Un médecin répond d’actes d’ordre sexuel

Un médecin de retour devant la justice. L'homme doit répondre notamment de contraintes sexuelles ...
Un médecin répond d’actes d’ordre sexuel

Un médecin de retour devant la justice. L'homme doit répondre notamment de contraintes sexuelles sur une de ses patientes. Lors d’une précédente affaire, il avait a été acquitté

Le médecin accusé d'actes d'ordre sexuel avait déjà eu affaire à la justice pour des faits relativement similaires. Il avait été acquitté. (Photo : archives) Le médecin accusé d'actes d'ordre sexuel avait déjà eu affaire à la justice pour des faits relativement similaires. Il avait été acquitté. (Photo : archives)

Retour devant la justice pour un médecin chaux-de-fonnier. L'homme répondait ce vendredi devant le Tribunal régional des Montagnes et du Val-de-Ruz de contraintes sexuelles, d’actes d’ordre sexuel avec une personne hospitalisée et d’abus de détresse. Les faits qui lui sont reprochés rappellent ceux pour lesquels ce spécialiste de la sphère de l'anus et du rectum avait été acquitté en deuxième instance en 2019. La relaxe avait été confirmée par le Tribunal fédéral.

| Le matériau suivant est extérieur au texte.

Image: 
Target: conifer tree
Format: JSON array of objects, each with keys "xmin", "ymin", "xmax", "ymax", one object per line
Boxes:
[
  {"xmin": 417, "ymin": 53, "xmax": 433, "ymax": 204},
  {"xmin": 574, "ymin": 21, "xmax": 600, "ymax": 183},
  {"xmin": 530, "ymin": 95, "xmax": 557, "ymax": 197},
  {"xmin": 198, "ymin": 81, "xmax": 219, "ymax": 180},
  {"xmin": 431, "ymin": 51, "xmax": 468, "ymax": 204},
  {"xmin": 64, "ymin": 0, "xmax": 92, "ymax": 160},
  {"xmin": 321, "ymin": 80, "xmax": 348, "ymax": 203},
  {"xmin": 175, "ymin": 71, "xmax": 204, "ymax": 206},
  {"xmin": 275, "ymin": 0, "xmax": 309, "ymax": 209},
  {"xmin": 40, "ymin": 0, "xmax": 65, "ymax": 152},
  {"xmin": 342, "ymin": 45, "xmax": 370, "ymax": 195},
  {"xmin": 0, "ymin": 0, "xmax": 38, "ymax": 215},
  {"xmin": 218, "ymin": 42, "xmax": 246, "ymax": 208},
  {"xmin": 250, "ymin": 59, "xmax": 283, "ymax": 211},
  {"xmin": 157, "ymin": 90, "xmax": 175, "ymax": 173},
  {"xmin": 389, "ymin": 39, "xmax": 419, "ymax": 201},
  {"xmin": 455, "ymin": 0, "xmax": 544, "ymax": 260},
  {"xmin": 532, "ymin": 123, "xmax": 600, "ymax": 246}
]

Dans l’affaire qui a occupé la justice ce vendredi, la plaignante reproche à son praticien d’avoir tenu des propos inappropriés en lui parlant de son épilation, de lui avoir touché les bords de l’anus sans mettre de gants, d’avoir posé les doigts sur son vagin et d’avoir appuyé son sexe en érection contre sa cuisse. Ces gestes remonteraient à 2016 alors que le médecin pratiquait dans une clinique des Montagnes neuchâteloises.


Ancienne plaignante présente à l'audience

Présente à l’audience, la plaignante de la première affaire a été entendue par le juge, contre l’avis du mandataire du prévenu.

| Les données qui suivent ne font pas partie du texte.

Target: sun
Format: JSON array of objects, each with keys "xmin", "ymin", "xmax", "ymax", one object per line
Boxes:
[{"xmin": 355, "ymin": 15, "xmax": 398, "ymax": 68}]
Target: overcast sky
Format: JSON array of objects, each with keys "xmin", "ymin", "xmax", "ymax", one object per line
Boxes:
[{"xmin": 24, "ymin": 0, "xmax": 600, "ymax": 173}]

La Cour a par ailleurs refusé une expertise, réclamée par l’avocat de la défense, pour savoir si les gestes incriminés du médecin présentaient ou non un caractère thérapeutique.

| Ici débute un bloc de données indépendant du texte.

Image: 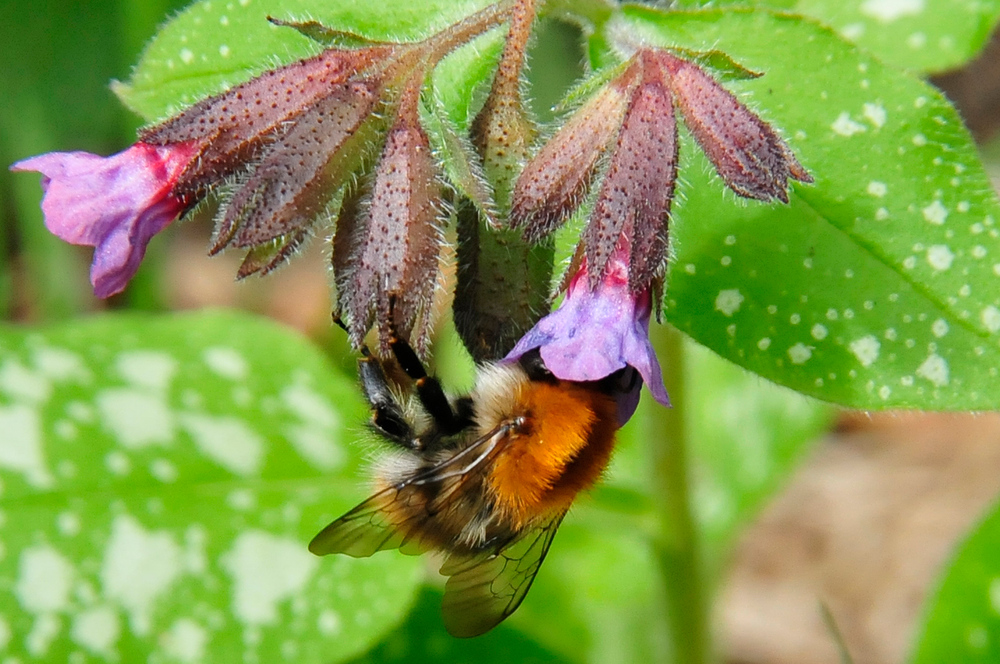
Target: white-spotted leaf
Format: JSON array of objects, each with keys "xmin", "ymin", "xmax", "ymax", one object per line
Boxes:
[
  {"xmin": 115, "ymin": 0, "xmax": 500, "ymax": 121},
  {"xmin": 0, "ymin": 313, "xmax": 422, "ymax": 664},
  {"xmin": 625, "ymin": 8, "xmax": 1000, "ymax": 409},
  {"xmin": 664, "ymin": 0, "xmax": 1000, "ymax": 72}
]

Après avoir auditionné le praticien et ses deux ex-patientes, ce sont les hommes de loi qui ont pris la parole.


Plaidoiries

L’avocat de la défense a souligné qu’avec 4'000 consultations par an il est statistiquement inévitable que des cas puissent poser problème, à plus forte raison que la spécialisation de son client concerne une zone extrêmement sensible. Il a demandé au juge de traiter l’affaire pour elle-même et non en regard notamment de la précédente qui, a-t-il rappelé, a finalement conclu à l’acquittement du médecin.

Il a au passage fustigé le procureur lui reprochant de n’avoir ni rencontré, ni entendu le prévenu et d’avoir rédigé un acte d’accusation qu’il a qualifié de lamentable, lapidairement sommaire.

Il réclame l’acquittement pour son client et une compensation pour tort moral, dont il laisse le tribunal décider du montant.

Dans sa plaidoirie, l’avocat de la plaignante a demandé à la Cour de retenir l’abus de détresse et éventuellement les actes d’ordre sexuel. Il a proposé d’abandonner la notion de contrainte, sa cliente n’ayant pas hésité à se lever du fauteuil de consultation et à partir lorsqu’elle a eu le sentiment que les choses dérapaient. Il réclame pour sa mandante une indemnité pour tort moral à hauteur de 4'000 francs.